Here is the thing. Many of us seek context for the recreation lifestyle we live in our mountain towns. Some begin to doubt or at least sense it as worthless hedonism, and even turn to drugs or alcohol (or ever more risk) to give recreation the edge they seek. Indeed, it’s easy to criticize our lifestyle as little more than a house teetering on a shaky foundation.
Answer: For better or worse in the modern world we’ve created a high pressure society that needs pursuits of freedom to escape the press of day-to-day job and family. Those of us in mountain towns are one group that leads the way in that recreation. Brought up as mountain boys and girls, we go on to become guides, writers and the like, or we simply participate in social networks who shovel the recreational gold. Only we dig it with tools such as skis, bicycles and climbing shoes. Personally, I’ve come to see value in that, and to avoid an almost inevitable descent into anomie I’d suggest any alpinist should do the same.
As for the power of the past, perhaps we muck the white gold out of choice rather than predestiny. But when you drive the same roads those miner’s built, hike the same trails and live on the same land, you have to admit those guys have an influence.

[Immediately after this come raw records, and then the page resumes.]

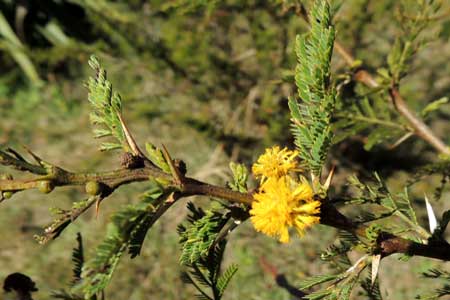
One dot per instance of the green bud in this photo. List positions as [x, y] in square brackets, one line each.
[93, 188]
[7, 195]
[45, 186]
[6, 176]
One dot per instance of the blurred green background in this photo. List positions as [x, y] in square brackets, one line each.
[210, 80]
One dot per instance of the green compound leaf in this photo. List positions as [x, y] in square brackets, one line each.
[311, 119]
[106, 109]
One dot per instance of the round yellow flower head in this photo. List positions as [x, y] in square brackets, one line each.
[281, 203]
[275, 163]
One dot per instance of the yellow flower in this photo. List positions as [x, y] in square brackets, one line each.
[282, 203]
[275, 163]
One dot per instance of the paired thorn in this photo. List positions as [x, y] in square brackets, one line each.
[35, 157]
[177, 177]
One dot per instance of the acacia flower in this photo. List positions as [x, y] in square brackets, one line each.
[281, 203]
[275, 163]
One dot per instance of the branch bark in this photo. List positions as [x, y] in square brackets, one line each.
[420, 128]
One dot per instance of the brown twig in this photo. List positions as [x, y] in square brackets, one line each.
[420, 128]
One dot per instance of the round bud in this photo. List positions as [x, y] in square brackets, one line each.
[93, 188]
[7, 195]
[45, 186]
[6, 176]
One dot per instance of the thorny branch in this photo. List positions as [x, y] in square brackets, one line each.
[184, 187]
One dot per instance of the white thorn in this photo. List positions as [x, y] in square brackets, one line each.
[431, 217]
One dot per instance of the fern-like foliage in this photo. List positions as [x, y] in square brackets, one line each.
[106, 109]
[369, 116]
[443, 291]
[126, 231]
[202, 251]
[199, 234]
[77, 259]
[312, 118]
[206, 272]
[78, 262]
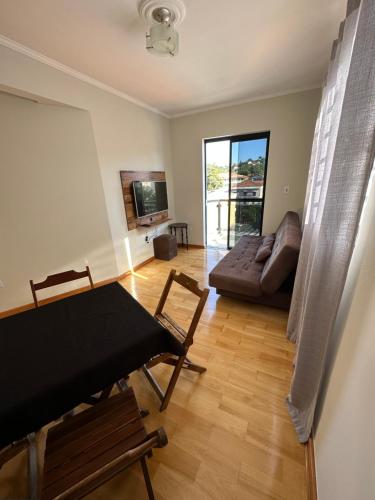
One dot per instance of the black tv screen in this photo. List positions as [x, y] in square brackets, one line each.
[150, 197]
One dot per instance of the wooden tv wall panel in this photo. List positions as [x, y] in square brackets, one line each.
[127, 179]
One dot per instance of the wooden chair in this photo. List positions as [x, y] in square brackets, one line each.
[58, 279]
[92, 447]
[186, 338]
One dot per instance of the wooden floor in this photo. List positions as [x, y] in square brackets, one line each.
[229, 433]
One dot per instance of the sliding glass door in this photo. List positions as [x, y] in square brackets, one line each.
[236, 170]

For example, we live in a 100+ year old farmer and coal miner’s house. Not a week goes by that I don’t think of who might have been here before us and what hard work they might have done that created what we have. Indeed, it’s said the silver mined up in Aspen and smelted with Carbondale coal a century ago is still in use around the world for industrial chemistry and coins of the realm. Feeling the foundations of that under my feet makes my day better, causes me to get off my rear and go do stuff, and causes me to think about how I might share what we do with others.

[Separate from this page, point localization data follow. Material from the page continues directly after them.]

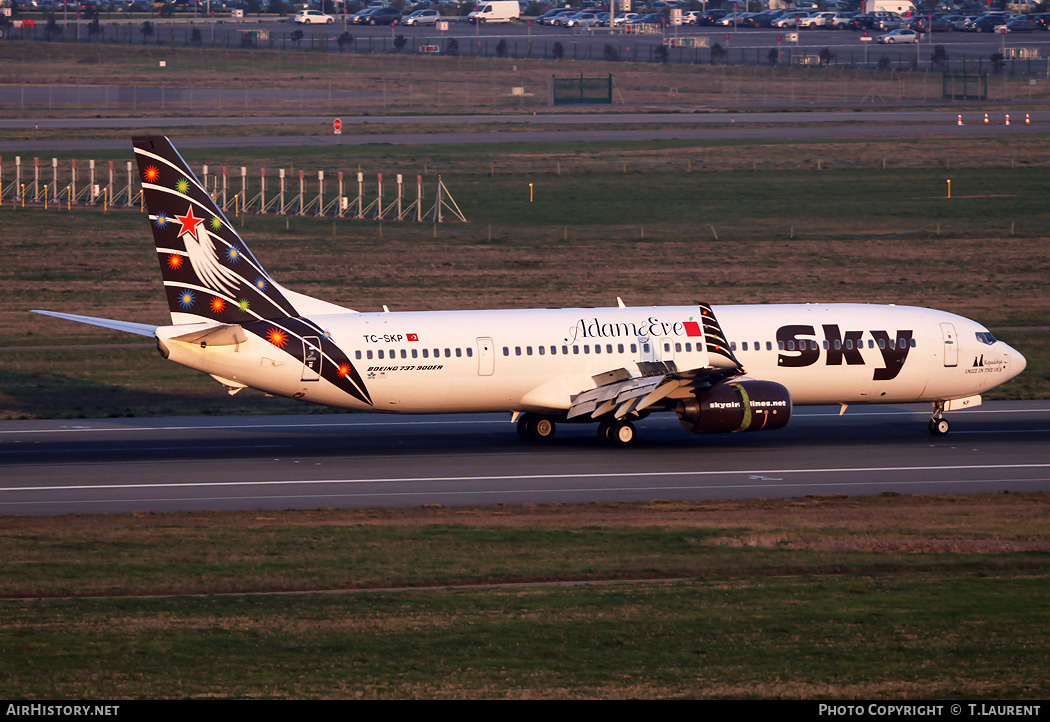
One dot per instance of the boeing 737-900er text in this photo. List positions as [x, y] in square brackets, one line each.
[719, 368]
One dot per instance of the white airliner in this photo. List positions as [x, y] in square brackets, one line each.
[719, 368]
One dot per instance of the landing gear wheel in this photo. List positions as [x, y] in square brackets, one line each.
[534, 427]
[617, 432]
[939, 426]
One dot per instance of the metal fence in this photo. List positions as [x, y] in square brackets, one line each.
[281, 191]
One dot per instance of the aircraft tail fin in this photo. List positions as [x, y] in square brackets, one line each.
[209, 273]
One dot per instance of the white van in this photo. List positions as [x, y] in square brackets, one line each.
[495, 11]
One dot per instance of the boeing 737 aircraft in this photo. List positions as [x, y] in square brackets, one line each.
[719, 368]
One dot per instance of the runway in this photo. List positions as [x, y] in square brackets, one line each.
[348, 461]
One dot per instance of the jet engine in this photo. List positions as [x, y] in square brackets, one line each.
[736, 406]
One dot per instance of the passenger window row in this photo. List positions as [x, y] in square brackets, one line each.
[838, 344]
[415, 353]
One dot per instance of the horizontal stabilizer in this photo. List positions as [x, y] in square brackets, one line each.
[637, 394]
[127, 326]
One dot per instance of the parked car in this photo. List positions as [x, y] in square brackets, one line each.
[424, 17]
[790, 19]
[1022, 25]
[816, 20]
[923, 23]
[730, 19]
[378, 16]
[584, 19]
[988, 23]
[548, 17]
[901, 35]
[840, 21]
[624, 18]
[312, 18]
[652, 19]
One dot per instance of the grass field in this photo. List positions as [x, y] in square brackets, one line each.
[886, 597]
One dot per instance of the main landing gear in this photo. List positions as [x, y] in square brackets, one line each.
[616, 432]
[537, 427]
[939, 425]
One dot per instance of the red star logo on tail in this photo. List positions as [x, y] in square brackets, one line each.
[189, 223]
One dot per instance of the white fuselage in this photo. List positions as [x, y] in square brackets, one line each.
[537, 360]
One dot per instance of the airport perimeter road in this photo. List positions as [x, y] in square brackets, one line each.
[674, 117]
[347, 461]
[738, 130]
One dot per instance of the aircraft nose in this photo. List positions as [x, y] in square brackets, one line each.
[1016, 362]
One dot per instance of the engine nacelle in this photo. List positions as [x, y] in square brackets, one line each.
[736, 406]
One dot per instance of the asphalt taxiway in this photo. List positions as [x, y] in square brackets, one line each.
[182, 464]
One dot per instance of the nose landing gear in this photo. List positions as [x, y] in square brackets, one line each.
[939, 425]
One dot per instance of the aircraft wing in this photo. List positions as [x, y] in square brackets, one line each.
[621, 394]
[127, 326]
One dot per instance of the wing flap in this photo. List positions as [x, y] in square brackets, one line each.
[223, 335]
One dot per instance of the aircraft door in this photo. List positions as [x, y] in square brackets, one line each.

Handcut is beautifully crafted and has a rich tapestry created by its historical component. Interestingly, the film’s athletes receive subdued billing as to their names — perhaps to emphasize the past behind them? In all, a compelling mix of powder and coal. Recommended. HandCut website
World Premier is this coming Friday evening, September 12, Wheeler Opera House, old mining town of Aspen. CU there?
Oh, one other thing, if you like Delta blues the soundtrack for this thing is phenomenal. We’ve been listening to the John-Alex Mason songs for weeks (2015, John Mason is deceased, defunct link removed).
Comments? Are we predestined to ski or just shovel coal?